Ein bitterer Nachmittag für die TSG Hoffenheim und insbesondere für Vladimír Coufal. Der tschechische Rechtsverteidiger, der in dieser Saison bislang in jedem der 28 Bundesliga-Spiele in der Startelf stand, musste beim 1:2 gegen Mainz in der 61. Minute ausgewechselt werden – seine früheste Auswechslung in dieser Spielzeit. Wie Trainer Christian Ilzer nach der Partie erklärte, klagte der Routinier über Probleme im Adduktorenbereich.

Als Coufal während der ersten Halbzeit signalisierte, dass es nicht weitergehe, bereiteten die Hoffenheimer den Wechsel schon vor. In der 61. Minute war schließlich Schluss: Für ihn kam Leon Avdullahu in die Partie, der seinerseits gerade erst eine Adduktorenverletzung auskuriert hatte.

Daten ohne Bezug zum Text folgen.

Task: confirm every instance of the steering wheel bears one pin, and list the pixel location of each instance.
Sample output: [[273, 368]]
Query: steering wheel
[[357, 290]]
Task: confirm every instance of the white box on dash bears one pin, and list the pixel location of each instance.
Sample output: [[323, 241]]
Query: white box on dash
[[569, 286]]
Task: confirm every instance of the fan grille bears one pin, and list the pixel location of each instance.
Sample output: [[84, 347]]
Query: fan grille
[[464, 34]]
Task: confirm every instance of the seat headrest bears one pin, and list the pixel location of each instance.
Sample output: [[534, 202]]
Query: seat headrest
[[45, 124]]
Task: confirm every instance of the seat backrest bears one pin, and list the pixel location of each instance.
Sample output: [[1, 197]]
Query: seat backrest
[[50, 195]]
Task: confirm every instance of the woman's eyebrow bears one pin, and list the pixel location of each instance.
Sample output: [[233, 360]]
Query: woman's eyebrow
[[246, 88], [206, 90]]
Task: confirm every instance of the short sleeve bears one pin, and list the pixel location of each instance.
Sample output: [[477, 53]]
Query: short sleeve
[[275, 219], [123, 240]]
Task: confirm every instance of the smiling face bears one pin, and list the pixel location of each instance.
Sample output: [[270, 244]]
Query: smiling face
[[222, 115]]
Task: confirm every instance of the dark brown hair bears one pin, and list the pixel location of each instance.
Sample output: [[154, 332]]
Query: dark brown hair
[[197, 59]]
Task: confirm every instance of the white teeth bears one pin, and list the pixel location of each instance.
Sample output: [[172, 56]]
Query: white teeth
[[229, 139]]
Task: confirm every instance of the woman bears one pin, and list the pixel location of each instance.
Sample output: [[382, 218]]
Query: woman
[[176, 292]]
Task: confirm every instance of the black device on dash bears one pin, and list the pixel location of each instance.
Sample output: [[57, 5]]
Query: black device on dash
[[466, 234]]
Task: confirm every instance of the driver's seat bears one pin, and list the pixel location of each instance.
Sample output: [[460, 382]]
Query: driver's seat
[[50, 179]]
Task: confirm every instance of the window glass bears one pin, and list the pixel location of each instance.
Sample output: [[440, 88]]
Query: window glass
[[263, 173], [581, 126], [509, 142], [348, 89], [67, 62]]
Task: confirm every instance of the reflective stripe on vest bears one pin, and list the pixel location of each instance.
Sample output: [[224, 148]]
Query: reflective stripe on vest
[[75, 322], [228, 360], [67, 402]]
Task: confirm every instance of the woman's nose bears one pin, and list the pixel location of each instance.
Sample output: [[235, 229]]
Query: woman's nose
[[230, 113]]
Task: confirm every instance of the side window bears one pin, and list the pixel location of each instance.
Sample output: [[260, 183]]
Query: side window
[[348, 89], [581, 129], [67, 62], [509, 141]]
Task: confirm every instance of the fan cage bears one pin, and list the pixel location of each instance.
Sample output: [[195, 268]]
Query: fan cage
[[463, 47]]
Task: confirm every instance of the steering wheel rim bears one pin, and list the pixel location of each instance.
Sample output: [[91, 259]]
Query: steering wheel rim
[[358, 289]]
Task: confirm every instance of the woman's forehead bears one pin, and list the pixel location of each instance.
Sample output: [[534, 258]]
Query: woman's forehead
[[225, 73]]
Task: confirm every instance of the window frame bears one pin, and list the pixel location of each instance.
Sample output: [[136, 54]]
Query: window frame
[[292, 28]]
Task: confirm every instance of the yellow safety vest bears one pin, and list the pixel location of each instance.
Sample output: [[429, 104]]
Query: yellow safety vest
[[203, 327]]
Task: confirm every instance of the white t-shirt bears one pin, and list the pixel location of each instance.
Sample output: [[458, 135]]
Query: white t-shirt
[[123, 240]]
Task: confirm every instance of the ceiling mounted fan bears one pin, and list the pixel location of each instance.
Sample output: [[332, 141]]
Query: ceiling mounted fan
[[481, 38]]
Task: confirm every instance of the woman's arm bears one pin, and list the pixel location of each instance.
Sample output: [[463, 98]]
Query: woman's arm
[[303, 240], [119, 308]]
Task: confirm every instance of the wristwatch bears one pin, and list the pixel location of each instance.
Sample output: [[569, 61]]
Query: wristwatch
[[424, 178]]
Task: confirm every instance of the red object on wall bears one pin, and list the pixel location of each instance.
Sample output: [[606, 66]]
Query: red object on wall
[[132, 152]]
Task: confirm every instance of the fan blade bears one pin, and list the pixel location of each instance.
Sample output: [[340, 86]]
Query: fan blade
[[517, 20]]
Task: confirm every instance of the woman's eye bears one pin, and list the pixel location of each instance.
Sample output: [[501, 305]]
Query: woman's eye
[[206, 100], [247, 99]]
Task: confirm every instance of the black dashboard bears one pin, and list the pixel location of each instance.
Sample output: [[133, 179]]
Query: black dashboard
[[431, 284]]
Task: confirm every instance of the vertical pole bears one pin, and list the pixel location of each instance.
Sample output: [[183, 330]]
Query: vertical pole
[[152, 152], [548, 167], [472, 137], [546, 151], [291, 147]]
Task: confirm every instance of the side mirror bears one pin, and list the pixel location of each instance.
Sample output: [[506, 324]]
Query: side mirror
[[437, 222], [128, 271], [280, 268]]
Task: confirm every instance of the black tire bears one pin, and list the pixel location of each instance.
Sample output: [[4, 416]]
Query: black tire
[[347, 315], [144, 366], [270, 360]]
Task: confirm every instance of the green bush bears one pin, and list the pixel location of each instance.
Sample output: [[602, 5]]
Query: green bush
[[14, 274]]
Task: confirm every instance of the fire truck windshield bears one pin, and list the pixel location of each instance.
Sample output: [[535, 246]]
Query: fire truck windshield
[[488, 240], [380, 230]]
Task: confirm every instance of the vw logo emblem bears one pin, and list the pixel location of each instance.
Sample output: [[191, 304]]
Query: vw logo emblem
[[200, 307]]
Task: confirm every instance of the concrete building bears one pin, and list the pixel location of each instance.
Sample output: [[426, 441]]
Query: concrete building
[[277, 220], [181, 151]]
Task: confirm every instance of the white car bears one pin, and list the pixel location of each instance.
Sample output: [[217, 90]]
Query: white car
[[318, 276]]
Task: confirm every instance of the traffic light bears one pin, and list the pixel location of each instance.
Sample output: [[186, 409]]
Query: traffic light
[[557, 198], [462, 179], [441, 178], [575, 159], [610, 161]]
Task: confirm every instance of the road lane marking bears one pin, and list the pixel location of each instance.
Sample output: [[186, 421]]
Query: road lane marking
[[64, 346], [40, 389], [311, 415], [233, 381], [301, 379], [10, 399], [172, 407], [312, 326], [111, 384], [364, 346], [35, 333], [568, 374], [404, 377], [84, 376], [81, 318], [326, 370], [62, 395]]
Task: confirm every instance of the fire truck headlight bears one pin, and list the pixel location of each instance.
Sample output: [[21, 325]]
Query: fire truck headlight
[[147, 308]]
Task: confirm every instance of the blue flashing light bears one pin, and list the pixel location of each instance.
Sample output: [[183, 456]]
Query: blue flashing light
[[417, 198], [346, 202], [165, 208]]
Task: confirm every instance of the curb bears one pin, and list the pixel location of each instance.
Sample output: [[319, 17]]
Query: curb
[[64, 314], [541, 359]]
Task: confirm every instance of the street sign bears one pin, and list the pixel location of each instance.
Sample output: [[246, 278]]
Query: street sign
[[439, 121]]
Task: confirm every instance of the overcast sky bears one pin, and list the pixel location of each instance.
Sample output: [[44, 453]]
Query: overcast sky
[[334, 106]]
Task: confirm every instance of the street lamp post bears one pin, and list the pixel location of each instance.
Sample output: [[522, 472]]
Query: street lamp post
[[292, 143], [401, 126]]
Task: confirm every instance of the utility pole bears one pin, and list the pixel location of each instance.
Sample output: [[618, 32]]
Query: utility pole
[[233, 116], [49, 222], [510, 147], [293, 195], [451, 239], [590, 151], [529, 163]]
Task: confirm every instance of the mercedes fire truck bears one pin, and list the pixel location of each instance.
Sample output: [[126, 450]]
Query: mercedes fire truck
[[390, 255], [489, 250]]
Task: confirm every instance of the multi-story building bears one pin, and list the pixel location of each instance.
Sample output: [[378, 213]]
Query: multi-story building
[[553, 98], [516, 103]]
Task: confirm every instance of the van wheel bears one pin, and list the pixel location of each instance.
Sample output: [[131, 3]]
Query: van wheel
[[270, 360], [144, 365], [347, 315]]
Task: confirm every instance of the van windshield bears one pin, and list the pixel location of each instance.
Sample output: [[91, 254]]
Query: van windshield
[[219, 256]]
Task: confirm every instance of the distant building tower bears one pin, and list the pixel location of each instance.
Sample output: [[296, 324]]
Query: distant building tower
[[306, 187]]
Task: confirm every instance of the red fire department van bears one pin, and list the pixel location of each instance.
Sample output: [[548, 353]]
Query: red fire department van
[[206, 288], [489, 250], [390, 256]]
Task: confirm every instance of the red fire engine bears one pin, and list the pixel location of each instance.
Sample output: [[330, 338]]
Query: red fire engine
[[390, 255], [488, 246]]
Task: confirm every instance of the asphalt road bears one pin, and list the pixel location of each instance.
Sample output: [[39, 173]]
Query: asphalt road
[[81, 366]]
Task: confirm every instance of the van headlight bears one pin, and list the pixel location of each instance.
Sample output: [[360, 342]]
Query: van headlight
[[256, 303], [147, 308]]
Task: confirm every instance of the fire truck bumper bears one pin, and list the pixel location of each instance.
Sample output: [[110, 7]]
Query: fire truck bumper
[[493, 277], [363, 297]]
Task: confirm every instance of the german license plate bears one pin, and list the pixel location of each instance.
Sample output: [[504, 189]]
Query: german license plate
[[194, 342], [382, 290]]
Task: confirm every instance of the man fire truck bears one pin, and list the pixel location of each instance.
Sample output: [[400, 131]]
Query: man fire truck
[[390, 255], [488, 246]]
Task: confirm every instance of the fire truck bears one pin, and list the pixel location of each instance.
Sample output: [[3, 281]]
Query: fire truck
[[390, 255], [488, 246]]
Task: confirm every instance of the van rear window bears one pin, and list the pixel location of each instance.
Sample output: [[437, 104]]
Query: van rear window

Da Avdullahu laut Ilzer jedoch noch nicht für viele Minuten bereit war, schickte das Trainerteam zwischenzeitlich auch Kevin Akpoguma und Andrej Kramarić zum Aufwärmen, um auf einen möglichen, früheren Ausfall von Coufal vorbereitet zu sein.

Belastung ist ein Thema


Coufal kehrte erst vor wenigen Tagen von der tschechischen Nationalmannschaft zurück, mit der er auf dramatische Art und Weise die WM-Qualifikation feierte. Dabei ging der Außenverteidiger bis an seine körperlichen Grenzen und absolvierte innerhalb weniger Tage 82 und 120 Minuten.

Ob Coufal der TSG nun fehlen wird, hängt wohl von weiteren Untersuchungen in der kommenden Woche ab. Klar ist: Ein Ausfall des tschechischen Mentalitätsspielers wäre im Kampf um die europäischen Plätze ein schwerer Schlag für die Kraichgauer Defensive.